Durham’s long involvement in Latin America began during high school as an exchange student to Brazil during the military dictatorship. Fluent in Spanish and Portuguese, he has traveled in Mexico, Central and South America and the Caribbean, building bonds and joint work with other leftists and revolutionaries.
Running for New York State Assembly in 1998, Durham campaigned door to door in the largely Latino and African American 71st District. His campaign was endorsed by Puerto Rican activist Father Luis Barrios, longtime Harlem radical Yuri Kochiyama, former state Assemblywoman Marie Runyon, and Haitian immigrant rights advocate Ray LaForest, among others.
A thinker as well as a doer, Durham has written on topics from the AIDS crisis to the Cuban Revolution, from freeing Lynne Stewart to the environmental disaster of hydraulic fracking.
Now Durham brings his global perspective and decades of valuable political experience to a working-class campaign for president.
Christina López is a dynamic, eloquent Chicana from the barrio in Phoenix, whose working-class family has roots in the Southwest that predate U.S. borders.
She has been an organizer since her youth. As a member of the Chicano student group MEChA, she worked against a racist English-only law in Arizona.

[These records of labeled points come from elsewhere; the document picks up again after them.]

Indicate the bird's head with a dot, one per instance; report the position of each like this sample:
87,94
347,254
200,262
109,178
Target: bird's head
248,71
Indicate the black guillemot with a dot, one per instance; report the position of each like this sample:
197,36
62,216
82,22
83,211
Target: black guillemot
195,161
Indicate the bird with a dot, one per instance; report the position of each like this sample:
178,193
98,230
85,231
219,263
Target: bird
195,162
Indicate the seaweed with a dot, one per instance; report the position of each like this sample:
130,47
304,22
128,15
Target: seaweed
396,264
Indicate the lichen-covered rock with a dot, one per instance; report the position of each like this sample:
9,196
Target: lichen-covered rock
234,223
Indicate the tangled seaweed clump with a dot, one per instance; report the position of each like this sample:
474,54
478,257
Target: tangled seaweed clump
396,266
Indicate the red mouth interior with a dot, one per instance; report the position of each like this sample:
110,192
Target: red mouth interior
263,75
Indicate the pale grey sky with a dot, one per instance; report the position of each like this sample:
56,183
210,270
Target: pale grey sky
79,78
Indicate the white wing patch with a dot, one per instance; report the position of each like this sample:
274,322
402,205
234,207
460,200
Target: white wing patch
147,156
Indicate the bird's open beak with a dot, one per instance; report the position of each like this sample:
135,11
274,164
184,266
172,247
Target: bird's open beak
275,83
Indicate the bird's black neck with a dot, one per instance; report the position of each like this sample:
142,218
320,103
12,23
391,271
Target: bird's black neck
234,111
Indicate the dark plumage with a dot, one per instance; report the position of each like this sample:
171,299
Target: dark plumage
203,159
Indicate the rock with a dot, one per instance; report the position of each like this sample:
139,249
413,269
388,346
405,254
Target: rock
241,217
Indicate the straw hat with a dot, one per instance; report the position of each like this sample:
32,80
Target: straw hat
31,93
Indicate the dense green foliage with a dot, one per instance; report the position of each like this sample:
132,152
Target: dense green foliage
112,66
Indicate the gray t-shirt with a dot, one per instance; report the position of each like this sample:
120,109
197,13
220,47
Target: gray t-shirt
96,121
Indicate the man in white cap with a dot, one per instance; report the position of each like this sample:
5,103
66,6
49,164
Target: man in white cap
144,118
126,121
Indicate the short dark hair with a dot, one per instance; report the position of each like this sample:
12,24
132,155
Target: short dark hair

After moving to Seattle, López was drawn to the Freedom Socialist Party (FSP) by its emphasis on fighting for racial liberation as an essential component of building class solidarity. She has spread this message and challenged racism through extensive work defending immigrant rights, affirmative action, and freedom for Mumia Abu-Jamal.
Her deep involvement in the immigrant rights upsurge of 2006 and 2007 included opposing the profoundly flawed “guest worker” bill. She has spearheaded protests against police brutality and worked with Somali women to protest FBI raids.
In jobs ranging from production at Revlon Cosmetics to county court clerk and library associate, López has been a member of several unions including the American Federation of State, County and Municipal Employees and the International Federation of Professional and Technical Engineers.
Recently her activism in the Occupy movement has extended from Philadelphia to Seattle, where she helped pass a “cop-free zone” resolution at the general assembly.
Today, at 43, López is Seattle Radical Women (RW) president. She has been key to building RW’s Sisters Organize for Survival campaign, which has fought state budget cuts and layoffs of public workers for the past three years. Radical Women is affiliated with FSP on the basis of a shared socialist feminist program.
López battles for reproductive rights as a passionate feminist of color and led RW’s collaboration with Black feminists in Jackson, Miss., to defend the last abortion clinic in the state. She has pinpointed the special impact of war on women and children and the need for the anti-war movement to prioritize this issue.
She is the author of the forthcoming RW position paper “Estamos en la Lucha: Immigrant Women Light the Fires of Resistance,” which focuses on the impact of U.S. immigration policies on women and children and highlights the central role of immigrant women in this country and internationally.
Her passion for racial justice helps her guide the National Comrades of Color Caucus, a joint caucus of the FSP and RW.
As candidate for vice president, López will be a fierce partisan of the downtrodden.